Ça fait des années qu'on attend que Dominick Fernow nous sorte un disque comme ça. Parce qu'on mourrait d'envie de l'entendre et qu'il était incontestablement le seul à pouvoir nous le pondre: Frozen Niagara Falls le bien nommé est un blockbuster noise dans tous les sens du terme, long à crever, hyper varié, poli au micro-hertz près, rempli de toutes les nuances du noir au noir très foncé et toutes les températures de couleur du blanc au bleu glacé, autant capable de s'imposer comme un classique crossover capable de faire rentrer le harsh noise dans les colonnes de Rolling Stone et les chambres des adolescentes émoustillées par leur découverte de Joy Division que de faire exploser un pâté de maison tout entier en une seule déflagration.
En ascension continue depuis A Simple Mark, sa première cassette auto-éditée sur Hospital en 1998, Fernow ne s'est jamais rendu coupable du moindre écart artistique ni du moindre compromis, mais semble figurer parmi les mieux placés depuis le début pour faire passer la musique de bruit analogique de l'autre côté, là où on lit de la poésie et où la musique ne s'écoute qu'à la condition exclusive qu'elle sonne "sincère", "harmonieuse" ou "littéraire. Sans doute parce qu'à l'inverse de la plupart de ses collègues harsh noisers d'Amérique, d'Europe et du Japon, Fernow incarne son boucan de tout son corps et de toute sa personne et accueille à bras ouverts jusqu'aux métaphores les plus romantiques pour déchiffrer ses hurlements, il est en tout cas devenu une vraie icône de la musique de notre temps, reconnaissable à ses tenues toutes noires autant qu'à son engagement, à sa capacité surtout à marquer au fer rouge tous ses projets, qu'ils soient power electronics (Exploring Jezebel), pur noise (Tortured Hooker, Machinegun Warfare, Winter Soldier), ambient (Rainforest Spiritual Enslavement), ou techno-parano (Vatican Shadow).

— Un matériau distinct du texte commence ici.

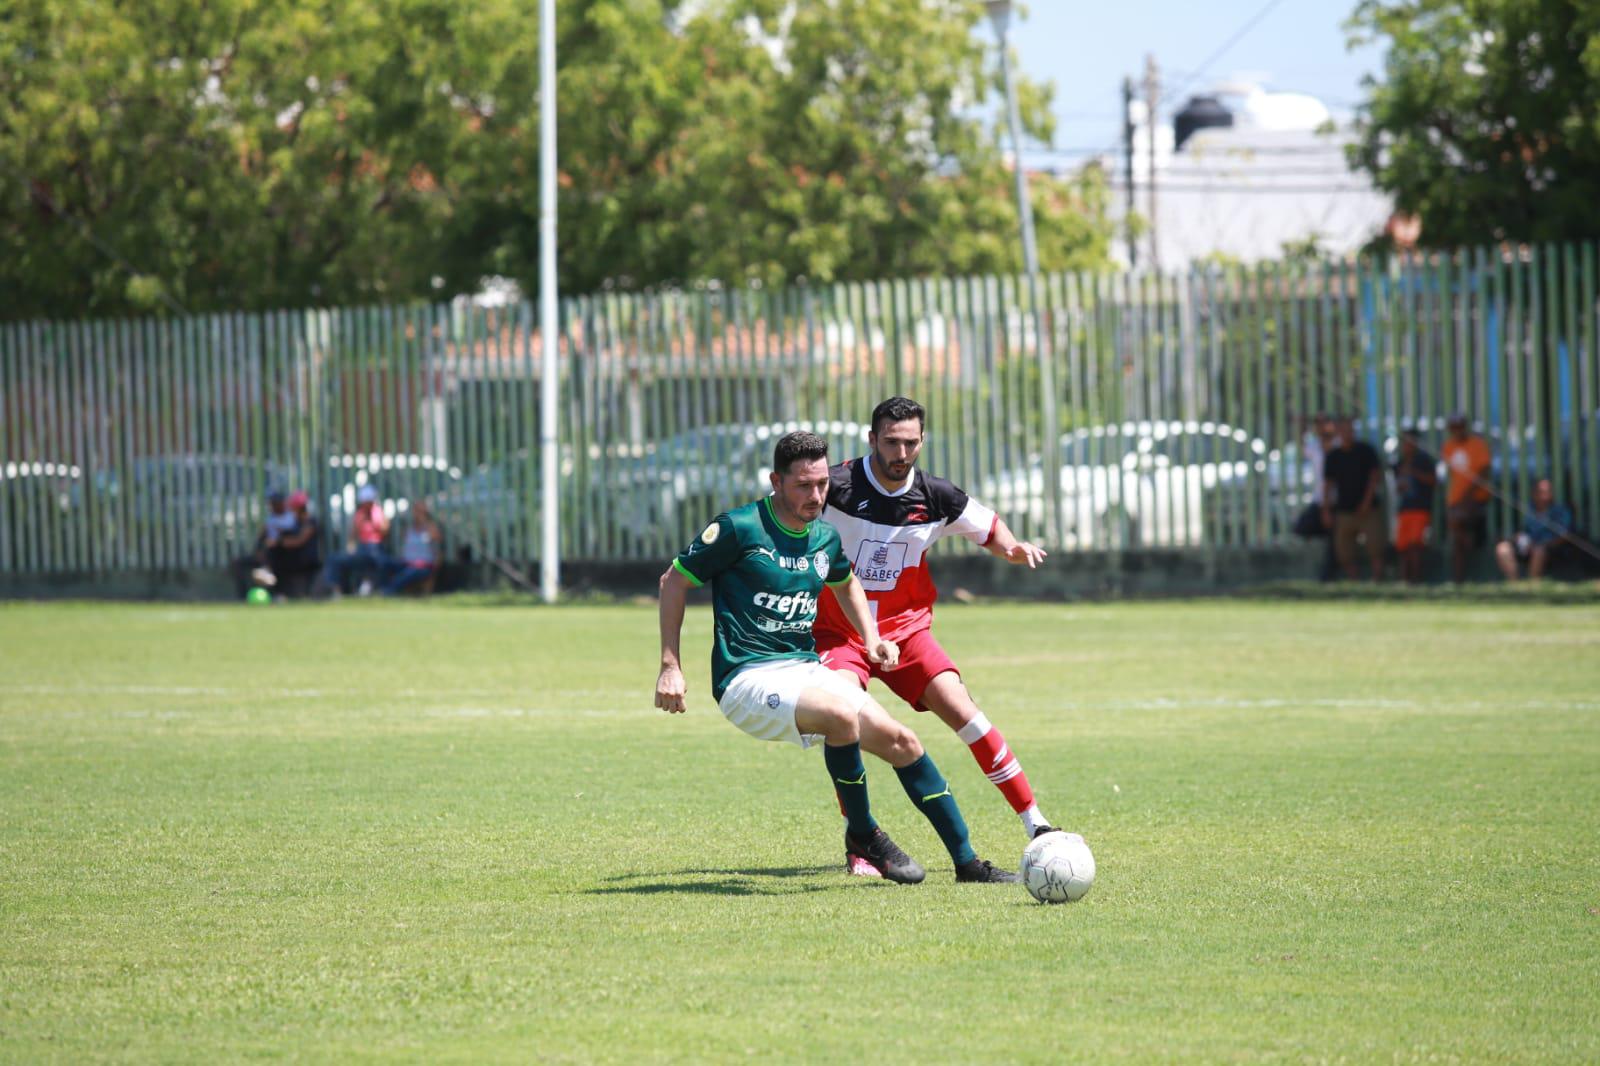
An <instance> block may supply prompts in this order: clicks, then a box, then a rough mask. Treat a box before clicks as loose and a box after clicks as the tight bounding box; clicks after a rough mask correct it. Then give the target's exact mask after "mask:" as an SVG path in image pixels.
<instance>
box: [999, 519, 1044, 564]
mask: <svg viewBox="0 0 1600 1066" xmlns="http://www.w3.org/2000/svg"><path fill="white" fill-rule="evenodd" d="M984 549H987V551H989V554H992V555H998V557H1000V559H1005V560H1006V562H1008V563H1014V565H1018V567H1022V565H1026V567H1027V568H1029V570H1037V568H1038V563H1042V562H1045V555H1048V552H1046V551H1045V549H1043V547H1040V546H1038V544H1034V543H1030V541H1019V539H1016V535H1014V533H1013V531H1011V527H1008V525H1006V523H1005V520H1003V519H1000V520H997V522H995V535H994V536H990V538H989V543H987V544H984Z"/></svg>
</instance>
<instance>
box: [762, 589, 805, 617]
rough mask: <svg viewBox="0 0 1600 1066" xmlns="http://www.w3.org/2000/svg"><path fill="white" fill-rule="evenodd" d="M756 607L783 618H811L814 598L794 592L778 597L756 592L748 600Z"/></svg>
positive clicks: (775, 595) (799, 593)
mask: <svg viewBox="0 0 1600 1066" xmlns="http://www.w3.org/2000/svg"><path fill="white" fill-rule="evenodd" d="M750 602H752V603H755V605H757V607H762V608H766V610H770V611H773V613H776V615H782V616H784V618H794V616H797V615H798V616H800V618H811V616H814V615H816V597H814V595H811V594H810V592H794V594H792V595H778V594H776V592H757V594H755V597H754V599H752V600H750Z"/></svg>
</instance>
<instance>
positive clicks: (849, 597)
mask: <svg viewBox="0 0 1600 1066" xmlns="http://www.w3.org/2000/svg"><path fill="white" fill-rule="evenodd" d="M834 592H835V597H837V599H838V608H840V610H842V611H845V619H846V621H848V623H850V624H851V626H854V627H856V632H859V634H861V643H864V645H866V648H867V659H870V661H872V663H877V664H878V666H882V667H883V669H890V671H891V669H894V667H896V666H898V664H899V645H898V643H894V642H893V640H885V639H883V637H882V635H880V634H878V623H877V621H875V619H874V618H872V608H870V607H869V605H867V594H866V592H862V591H861V583H859V581H856V575H850V581H846V583H845V584H835V586H834Z"/></svg>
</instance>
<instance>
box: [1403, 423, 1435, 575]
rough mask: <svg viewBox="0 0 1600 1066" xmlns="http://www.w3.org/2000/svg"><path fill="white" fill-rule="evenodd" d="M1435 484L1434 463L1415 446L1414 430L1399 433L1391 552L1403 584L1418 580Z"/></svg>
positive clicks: (1432, 506) (1426, 535)
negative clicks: (1396, 515) (1393, 541)
mask: <svg viewBox="0 0 1600 1066" xmlns="http://www.w3.org/2000/svg"><path fill="white" fill-rule="evenodd" d="M1435 485H1438V469H1437V461H1435V459H1434V456H1430V455H1429V453H1426V451H1422V448H1419V447H1418V442H1416V431H1414V429H1403V431H1400V459H1398V461H1397V463H1395V496H1397V501H1395V511H1397V517H1395V551H1397V552H1398V554H1400V579H1402V581H1405V583H1406V584H1416V583H1418V581H1421V579H1422V547H1424V546H1426V543H1427V528H1429V527H1430V525H1432V522H1434V487H1435Z"/></svg>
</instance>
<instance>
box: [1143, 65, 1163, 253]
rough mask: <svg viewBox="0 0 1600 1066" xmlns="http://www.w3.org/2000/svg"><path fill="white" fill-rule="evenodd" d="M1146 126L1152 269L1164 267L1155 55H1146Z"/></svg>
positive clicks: (1158, 86) (1160, 93)
mask: <svg viewBox="0 0 1600 1066" xmlns="http://www.w3.org/2000/svg"><path fill="white" fill-rule="evenodd" d="M1144 106H1146V112H1147V114H1146V115H1144V128H1146V131H1147V133H1149V134H1150V136H1149V144H1150V269H1154V271H1160V269H1162V245H1160V242H1158V240H1157V234H1155V112H1157V109H1158V107H1160V106H1162V75H1160V72H1158V70H1157V69H1155V56H1154V54H1146V56H1144Z"/></svg>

Projet son plus connu et son mieux identifié, Prurient a longtemps été une affaire de hurlements, de feedbacks physiologiquement éprouvants et de percussions ensanglantées. Mais de plus en plus sévèrement parasités par ses autres projets, ses disques et cassettes se sont peu à peu laisser envahir par les nappes, la haute-fidélité électronique et le calme d'après la tempête, quitte à nous faire perdre de vue ce qui constituait sa singularité dans la discographie infinie de Fernow. Suite de l'emblématique Bermuda Drain paru en 2011 sur feu Hydra Head, Frozen Niagara Falls ressuscite en quelque sorte les assauts de bruit les plus redoutablement habités mais embrasse aussi l'oeuvre de Fernow toute entière, ne se refusant de fait aucun écart synthétique, aucune descente lyrique, aucune tentation de chanson, concassant souvent tout au sein d'un même morceau de black synth wave hurlé plus fort que 98% du black metal de ces quinze dernières années.

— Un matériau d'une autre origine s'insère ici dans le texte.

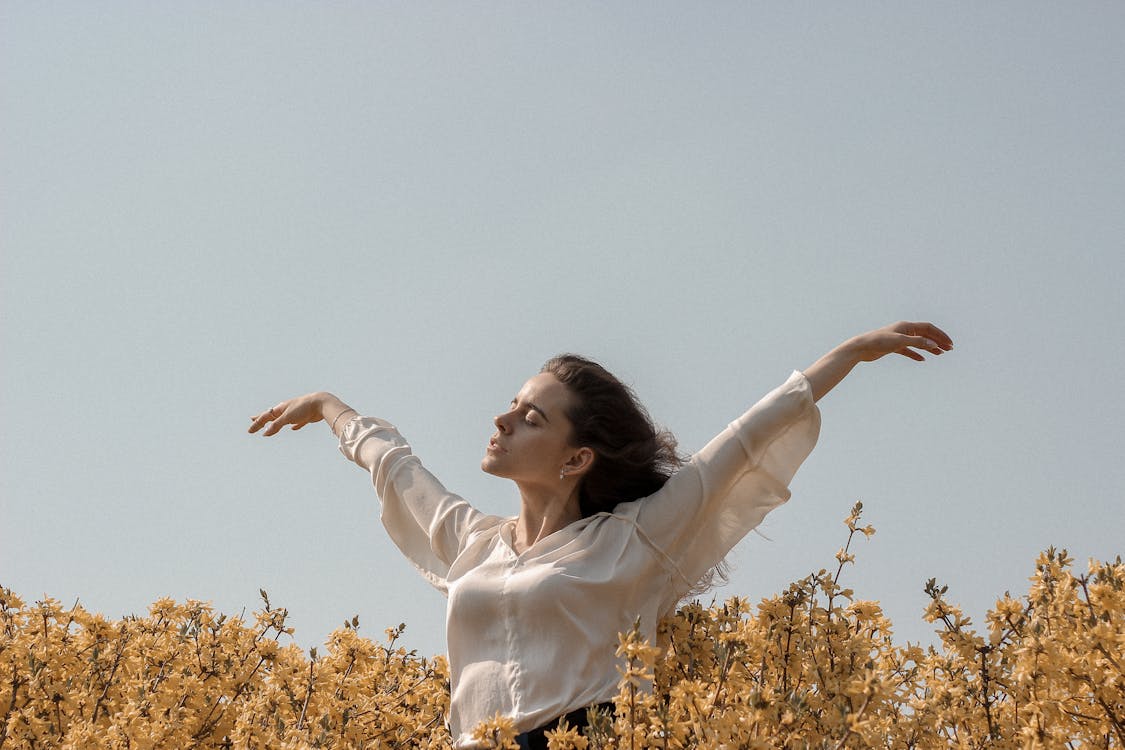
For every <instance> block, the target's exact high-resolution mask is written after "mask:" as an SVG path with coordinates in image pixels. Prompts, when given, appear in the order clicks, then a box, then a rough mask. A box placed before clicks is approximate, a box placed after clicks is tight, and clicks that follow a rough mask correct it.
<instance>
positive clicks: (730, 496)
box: [634, 371, 820, 603]
mask: <svg viewBox="0 0 1125 750" xmlns="http://www.w3.org/2000/svg"><path fill="white" fill-rule="evenodd" d="M819 433H820V412H819V409H818V408H817V406H816V404H814V403H813V400H812V391H811V388H810V386H809V381H808V380H807V379H805V378H804V376H803V374H802V373H801V372H796V371H794V372H793V374H792V376H790V378H789V379H787V380H786V381H785V382H784V383H782V385H781V386H778V387H777V388H775V389H774V390H773V391H771V392H769V394H767V395H766V396H765V397H764V398H763V399H762V400H759V401H758V403H757V404H755V405H754V406H753V407H750V409H749V410H748V412H746V414H744V415H742V416H741V417H739V418H738V419H736V421H735V422H732V423H731V424H730V425H729V426H728V427H727V428H726V430H723V431H722V432H721V433H720V434H719V435H718V436H715V437H714V439H713V440H712V441H711V442H710V443H708V444H706V446H704V448H703V450H701V451H700V452H699V453H696V454H695V455H693V457H692V458H691V460H690V461H688V462H687V463H686V464H685V466H684V467H682V468H681V470H679V471H677V472H676V473H675V475H674V476H673V477H672V478H670V479H669V480H668V482H667V484H666V485H665V486H664V488H661V489H660V490H659V491H658V493H656V494H655V495H652V496H650V497H648V498H643V499H641V500H637V501H636V508H634V513H636V517H637V524H638V527H639V528H640V530H641V531H642V532H643V534H645V535H646V536H647V537H648V540H649V542H650V543H651V544H654V545H655V546H656V548H658V549H659V550H660V551H661V552H663V553H664V554H665V555H666V558H667V560H668V561H669V562H670V564H672V566H674V568H675V570H676V572H677V573H678V575H677V576H675V578H678V579H679V580H678V584H676V582H675V581H674V587H675V588H676V589H677V590H676V591H675V596H674V597H673V598H672V599H670V602H672V603H674V602H675V600H676V599H678V598H679V597H681V596H683V595H684V594H685V593H686V591H687V590H688V589H690V588H691V587H692V586H693V585H694V584H695V582H697V581H699V580H700V579H701V578H702V577H703V576H704V575H705V573H706V572H708V571H709V570H710V569H711V568H713V567H714V566H715V564H718V563H719V562H720V561H721V560H722V559H723V558H724V557H726V555H727V553H728V552H729V551H730V550H731V548H733V546H735V544H737V543H738V541H739V540H741V539H742V537H744V536H746V534H748V533H749V532H750V531H751V530H753V528H754V527H755V526H757V525H758V524H759V523H762V519H763V518H764V517H765V516H766V514H767V513H769V510H772V509H774V508H775V507H777V506H778V505H782V504H783V503H785V501H786V500H787V499H789V497H790V491H789V482H790V480H792V478H793V475H795V473H796V469H798V468H799V467H800V466H801V463H802V462H803V461H804V459H805V458H807V457H808V455H809V453H810V452H811V451H812V448H813V446H814V445H816V443H817V437H818V436H819Z"/></svg>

Alors soit, Frozen Niagara Falls dépasse allègrement l'heure et demi une fois ses deux disques mis bout à bout, il paraît sur le label de metal extrême Profound Lore mais il n'est pas qu'extrême, loin s'en faut; seulement extrêmement fort, subtil, intense, pénétrant, dérangeant comme le furent en leur temps Musick to Play in the Dark de Coil ou, plus près des adolescents dont on souhaite désespérement qu'une âme damnée leur mettra Frozen Niagara Falls entre les tempes, The Downward Spiral de Nine Inch Nails. Un très grand disque, donc, qu'on écoutera très longtemps.